The CHART OF THE DAY shows the 120-day correlation between the S&P/ASX 200 Index and Hang Seng China Enterprises Index reached 0.3 last month, the lowest since December 2004, compared with an average of 0.6 over the period. A reading of 1 would indicate the two assets are in lockstep, while zero would represent no relationship.
Investors are speculating Australia’s economy will withstand a slowdown in China, its biggest trading partner, as record-low interest rates boost consumer spending, hiring and house-building amid a drop in mining investment. The price of iron ore, Australia’s largest export, fell 13 percent last quarter as Chinese demand for the steelmaking ingredient waned.
“We are starting to transition away from Australia’s reliance on China,” said Shane Oliver, who helps oversee about $130 billion as Sydney-based head of investment strategy at AMP Capital Investors Ltd. “The Reserve Bank of Australia has taken the brakes off and that’s ultimately led to confidence in a rebalancing of the economy away from mining. We’ve disconnected from the Chinese share market.”
The Australian benchmark gauge has advanced 8.4 percent in the past 12 months and hit the highest level in almost five years in March, while the Chinese measure slumped 7.3 percent. The weighting of materials producers on the S&P/ASX 200 has fallen to 18 percent from 30 percent in June 2008, while financial companies have grown to 45 percent from 33 percent.

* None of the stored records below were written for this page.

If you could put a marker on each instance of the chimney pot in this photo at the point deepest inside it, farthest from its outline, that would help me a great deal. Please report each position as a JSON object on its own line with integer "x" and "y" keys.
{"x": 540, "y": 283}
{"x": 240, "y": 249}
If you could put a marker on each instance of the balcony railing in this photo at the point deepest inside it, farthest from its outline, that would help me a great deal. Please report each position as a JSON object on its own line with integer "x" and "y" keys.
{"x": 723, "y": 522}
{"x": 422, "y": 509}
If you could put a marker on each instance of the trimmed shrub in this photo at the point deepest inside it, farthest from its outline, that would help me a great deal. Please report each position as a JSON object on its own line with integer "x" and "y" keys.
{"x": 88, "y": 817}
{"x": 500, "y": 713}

Building approvals surged 23 percent in February from a year earlier and employers increased full-time payrolls by the most in more than two decades, according to the statistics bureau. Retail sales posted the biggest jump in almost a year in January. RBA Governor Glenn Stevens left the key interest rate unchanged this week at 2.5 percent and reiterated that borrowing costs were likely to remain steady for a period.